Magnetohydrodynamic processes in astrophysical systems
Almost the entire universe of observable normal matter is made of plasmas. On various macroscopic scales, the dynamics of magnetized plasmas can be adequately described by magnetohydrodynamics (MHD) with proper adaptations. Examples include: magnetospheres and magnetized outflows of planets, stars and compact objects, solar and stellar coronae, molecular clouds and star forming cores, core collapse of supernovae and (super-)massive stars, accretion disks around compact objects (white dwarfs, neutron stars and black holes), galaxies, and galaxy clusters. Through (semi-)analytic and numerical simulation studies, we explore astrophysical MHD processes in the above contexts to learn about their origin, structure, dynamics, evolution, physical properties and diagnostic features.

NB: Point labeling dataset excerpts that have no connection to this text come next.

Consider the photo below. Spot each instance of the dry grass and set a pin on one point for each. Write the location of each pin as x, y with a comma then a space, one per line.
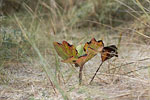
28, 77
28, 80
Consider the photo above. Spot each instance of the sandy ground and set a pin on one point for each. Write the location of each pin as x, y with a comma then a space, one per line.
28, 81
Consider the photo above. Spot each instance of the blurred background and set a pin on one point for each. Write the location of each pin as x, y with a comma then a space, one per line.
29, 27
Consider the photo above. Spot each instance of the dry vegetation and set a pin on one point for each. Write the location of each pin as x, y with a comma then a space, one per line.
29, 63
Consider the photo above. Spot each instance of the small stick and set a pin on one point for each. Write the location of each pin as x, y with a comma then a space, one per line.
96, 72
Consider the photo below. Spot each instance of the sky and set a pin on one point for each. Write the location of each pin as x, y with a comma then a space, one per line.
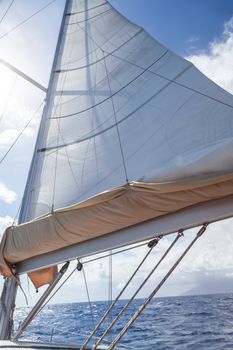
199, 30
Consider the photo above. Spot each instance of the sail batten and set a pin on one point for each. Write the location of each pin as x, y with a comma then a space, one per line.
132, 132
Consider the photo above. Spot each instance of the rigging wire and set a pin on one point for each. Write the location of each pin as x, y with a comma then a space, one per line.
110, 298
85, 262
88, 297
21, 132
5, 13
154, 292
179, 234
9, 97
27, 19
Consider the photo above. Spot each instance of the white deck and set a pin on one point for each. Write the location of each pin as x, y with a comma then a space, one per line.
6, 344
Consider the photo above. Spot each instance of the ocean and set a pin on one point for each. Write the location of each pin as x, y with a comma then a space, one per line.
187, 322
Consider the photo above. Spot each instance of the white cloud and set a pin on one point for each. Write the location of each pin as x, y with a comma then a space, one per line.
6, 195
217, 61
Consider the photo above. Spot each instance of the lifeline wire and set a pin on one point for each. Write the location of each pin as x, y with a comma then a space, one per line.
180, 233
142, 307
155, 241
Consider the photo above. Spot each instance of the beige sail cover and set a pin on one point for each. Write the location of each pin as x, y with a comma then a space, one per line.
132, 132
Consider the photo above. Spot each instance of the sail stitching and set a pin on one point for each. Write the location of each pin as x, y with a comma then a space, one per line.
101, 59
115, 124
113, 93
176, 82
89, 18
89, 9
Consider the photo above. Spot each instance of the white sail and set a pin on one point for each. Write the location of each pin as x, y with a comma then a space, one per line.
132, 132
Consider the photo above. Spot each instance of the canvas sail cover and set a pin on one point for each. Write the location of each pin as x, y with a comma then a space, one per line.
131, 132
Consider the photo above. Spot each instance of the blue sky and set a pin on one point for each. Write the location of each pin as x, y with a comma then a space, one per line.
201, 30
175, 22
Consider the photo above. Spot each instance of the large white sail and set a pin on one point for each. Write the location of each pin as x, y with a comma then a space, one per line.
131, 132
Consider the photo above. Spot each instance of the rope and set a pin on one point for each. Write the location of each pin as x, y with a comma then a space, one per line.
137, 291
142, 307
21, 132
119, 295
5, 13
27, 19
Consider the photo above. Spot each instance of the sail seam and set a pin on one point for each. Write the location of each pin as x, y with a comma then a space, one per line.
101, 59
175, 82
89, 9
85, 20
118, 122
113, 94
115, 117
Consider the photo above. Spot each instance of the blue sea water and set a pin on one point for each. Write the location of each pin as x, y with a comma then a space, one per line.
188, 322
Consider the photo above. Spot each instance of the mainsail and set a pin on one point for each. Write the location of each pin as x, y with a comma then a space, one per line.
131, 132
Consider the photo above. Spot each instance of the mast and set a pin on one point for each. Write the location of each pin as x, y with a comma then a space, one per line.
10, 286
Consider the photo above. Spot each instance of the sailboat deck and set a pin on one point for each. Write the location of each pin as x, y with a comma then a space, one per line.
6, 344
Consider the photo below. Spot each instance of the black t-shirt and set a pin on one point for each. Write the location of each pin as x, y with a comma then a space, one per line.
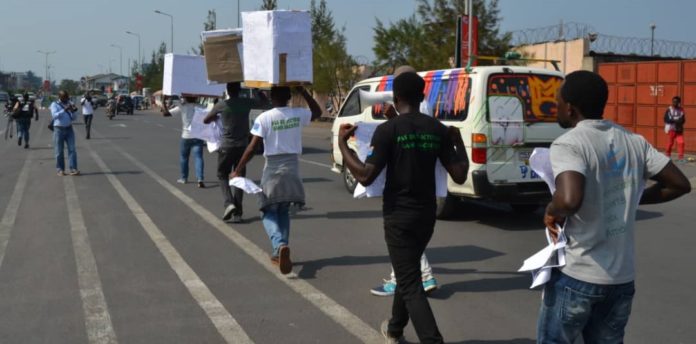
234, 114
409, 146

Contact: Xuening Bai, Yuqing Lou,
Origin, transport, and feedback from cosmic-rays
Cosmic-rays are energetic charged particles mostly originating from beyond the solar system. Not only is their origin puzzling, they possess significant energy density in the interstellar medium play a major role in galaxy formation and evolution. Using numerical simulations, we study the processes that accelerate charged particles to become cosmic-rays in various astrophysical environments, especially in shocks and turbulence. We also investigate microscopic processes that are crucial in cosmic-ray transport and feedback.